Gene exchange is a key evolutionary mechanism that enhances the adaptability of the population against environment stresses 51. Natural introgression between the Asian cultivated and wild species is common because they are often sympatric 24,51,52. The African cultivated species have a relatively limited gene pool in the wild species compared to Asian rice and several historic introgression events from the Asian species are reported 24. GBSS1, GBSS2, and BADH2 genes are located in highly conserved synteny blocks as single-copy genes over the 10 Orzya species, which indicates they are true orthologs in the genus Orzya.

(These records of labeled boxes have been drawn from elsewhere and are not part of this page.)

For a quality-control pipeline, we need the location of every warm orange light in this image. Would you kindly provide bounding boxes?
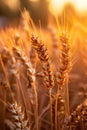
[50,0,87,14]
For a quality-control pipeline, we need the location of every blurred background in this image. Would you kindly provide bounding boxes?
[0,0,87,27]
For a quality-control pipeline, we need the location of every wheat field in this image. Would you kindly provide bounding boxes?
[0,5,87,130]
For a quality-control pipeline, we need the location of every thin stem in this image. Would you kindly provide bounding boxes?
[49,88,53,130]
[65,74,70,116]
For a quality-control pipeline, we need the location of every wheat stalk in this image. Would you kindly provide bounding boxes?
[8,102,29,130]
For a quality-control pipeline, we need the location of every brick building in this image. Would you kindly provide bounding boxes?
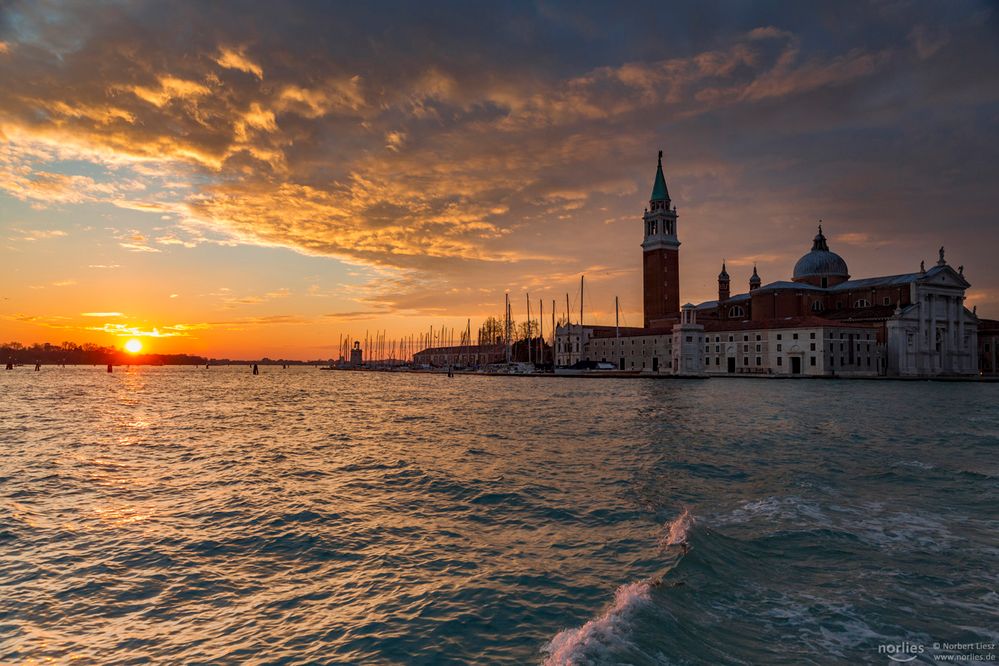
[555,152,984,377]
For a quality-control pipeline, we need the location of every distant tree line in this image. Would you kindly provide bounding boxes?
[0,342,208,365]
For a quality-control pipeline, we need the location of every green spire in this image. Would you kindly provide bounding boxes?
[651,150,669,201]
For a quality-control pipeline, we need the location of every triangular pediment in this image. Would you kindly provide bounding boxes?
[917,264,971,289]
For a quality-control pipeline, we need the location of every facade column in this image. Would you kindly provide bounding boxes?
[927,294,942,373]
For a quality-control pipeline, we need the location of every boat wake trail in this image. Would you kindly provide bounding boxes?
[542,509,694,666]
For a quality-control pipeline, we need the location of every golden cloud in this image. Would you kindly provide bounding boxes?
[215,46,264,79]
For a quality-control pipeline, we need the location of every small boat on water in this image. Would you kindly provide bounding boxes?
[555,361,642,377]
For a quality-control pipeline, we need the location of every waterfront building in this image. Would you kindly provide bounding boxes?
[413,344,506,368]
[555,152,984,377]
[350,340,364,368]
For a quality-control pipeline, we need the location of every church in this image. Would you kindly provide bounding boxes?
[555,151,995,377]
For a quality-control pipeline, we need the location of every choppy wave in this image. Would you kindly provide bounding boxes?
[0,367,999,666]
[542,508,694,666]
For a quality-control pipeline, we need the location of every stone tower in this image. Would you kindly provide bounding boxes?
[642,150,680,326]
[718,261,731,303]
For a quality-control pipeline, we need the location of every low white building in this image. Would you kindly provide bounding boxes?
[555,314,884,377]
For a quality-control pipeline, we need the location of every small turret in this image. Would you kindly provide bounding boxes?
[718,261,732,303]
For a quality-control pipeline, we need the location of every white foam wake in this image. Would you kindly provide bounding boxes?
[659,508,694,551]
[542,509,694,666]
[543,581,652,666]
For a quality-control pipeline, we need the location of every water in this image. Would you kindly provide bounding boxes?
[0,367,999,664]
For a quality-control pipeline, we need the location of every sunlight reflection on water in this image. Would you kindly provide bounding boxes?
[0,367,999,663]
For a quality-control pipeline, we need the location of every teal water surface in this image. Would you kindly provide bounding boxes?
[0,367,999,664]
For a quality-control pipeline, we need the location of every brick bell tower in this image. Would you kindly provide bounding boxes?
[642,150,680,327]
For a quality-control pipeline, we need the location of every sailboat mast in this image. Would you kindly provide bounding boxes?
[524,292,532,363]
[538,298,545,365]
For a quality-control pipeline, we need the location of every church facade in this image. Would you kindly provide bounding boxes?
[555,152,995,377]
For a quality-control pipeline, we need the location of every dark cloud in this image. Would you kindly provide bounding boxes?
[0,2,999,312]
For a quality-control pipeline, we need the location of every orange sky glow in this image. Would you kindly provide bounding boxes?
[0,3,999,359]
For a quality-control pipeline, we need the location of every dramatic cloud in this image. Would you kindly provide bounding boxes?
[0,2,999,342]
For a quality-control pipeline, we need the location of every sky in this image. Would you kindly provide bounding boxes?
[0,0,999,359]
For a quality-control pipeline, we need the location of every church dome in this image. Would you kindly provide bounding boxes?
[793,226,850,280]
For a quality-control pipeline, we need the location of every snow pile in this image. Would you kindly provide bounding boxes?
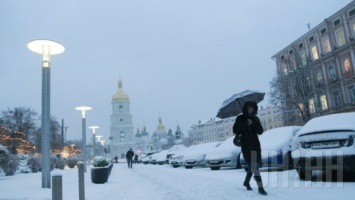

Using the true orthologs of GBSS1, GBSS2, and BADH2, reconciled gene trees were constructed and estimated divergence time was calculated between orthologous gene pairs, to investigate gene transfer events of the target genes across the Oryza species (Figure S1 and Table 2). Our results proposed that three transfer events had occurred in GBSS1 from the Asian groups into the African group (O. glaberrima and O. barthii) and other wild species (O. glumaepatula and O. meridionalis) (Figure 7). In contrast, the GBSS2 was transferred from O. barthii into the Asian species including O. sativa ssp. japonica and O. nivara (Figure 7). This gene flow in the opposite direction between Asian and African groups indicates that GBSS1 and GBSS2 gained their subfunctions independently in the Asian and African rice populations, respectively, and they were spread to other regions during the domestication process. For BADH2, a gene from either O. barthii or O. glaberrima was moved into O. rufipogon, which suggests that most BADH2 alleles in japonica rice had been developed after divergence between the Asian and African groups (Figure 7) 6,53.
Overall, this study enhances our knowledge of the gene family evolution in rice and offers practical implications for rice breeding efforts, which ultimately supports the development of improved rice varieties with enhanced adaptability and productivity.